When the Founder Left, the Paper Faltered

It was under favorable circumstances that Joseph Charless sold his paper and retired from editorial life in St. Louis. Under his skillful guardianship the Missouri Gazette had grown from a twelve-column paper printed on a sheet of foolscap, to twice that size printed on an imperial sheet. The number of subscribers consistently increased, from 174 at its beginning in 1808, to 1,000 by 1820. It was due to his tenacity of purpose, his untiring industry, ability and tact, and a strength of will which no disasters or threats could overcome, that Joseph Charless became a recognized influence in St. Louis during his lifetime, and his paper a living testimony to his energy and ability long after his death.

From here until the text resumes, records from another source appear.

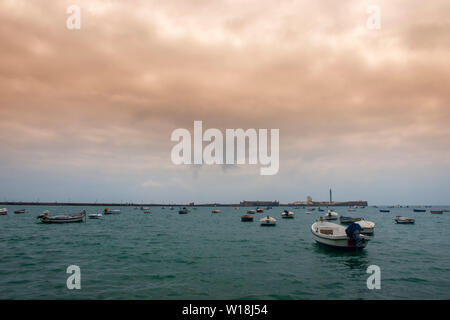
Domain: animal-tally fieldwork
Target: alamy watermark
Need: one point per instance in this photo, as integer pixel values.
(74, 280)
(213, 153)
(374, 280)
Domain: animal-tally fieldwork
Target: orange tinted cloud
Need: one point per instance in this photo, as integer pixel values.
(111, 93)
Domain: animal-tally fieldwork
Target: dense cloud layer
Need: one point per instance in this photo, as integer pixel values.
(357, 109)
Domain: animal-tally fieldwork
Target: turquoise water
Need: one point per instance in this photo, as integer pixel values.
(164, 255)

Upon the retirement of Charless, James C. Cummins became the new proprietor and editor of the Gazette. His first change was to substitute for the former motto of the paper another, “Principles Not Persons,” which he considered “more generally applicable to the duties of a newspaper editor.” The following year the office of the Gazette was moved from the southeast corner of Fifth and Market, where it had been since early in 1820, to a house on  Main Street, “nearly opposite the Copper and Tinware Manufactory of Messrs. Neal and Liggett. Another removal took place in December, when the Gazette “set up shop” in the “large house on Main St. owned by Detier, directly opposite the [establishment] of James Clemens & Co. and formerly occupied as the St. Louis [Enquirer} office.”

Cummins closed his account with the Missouri Gazette on March 6, 1822, just eighteen months after his purchase of the paper from Joseph Charless. On that day Edward Charless, son of the founder, became its new proprietor and editor, and a few weeks later changed its name to the Missouri Republican.

(From the dissertation Early St. Louis Newspapers, 1808 – 1850 by Dorothy Grace Brown, Washington University, 1931).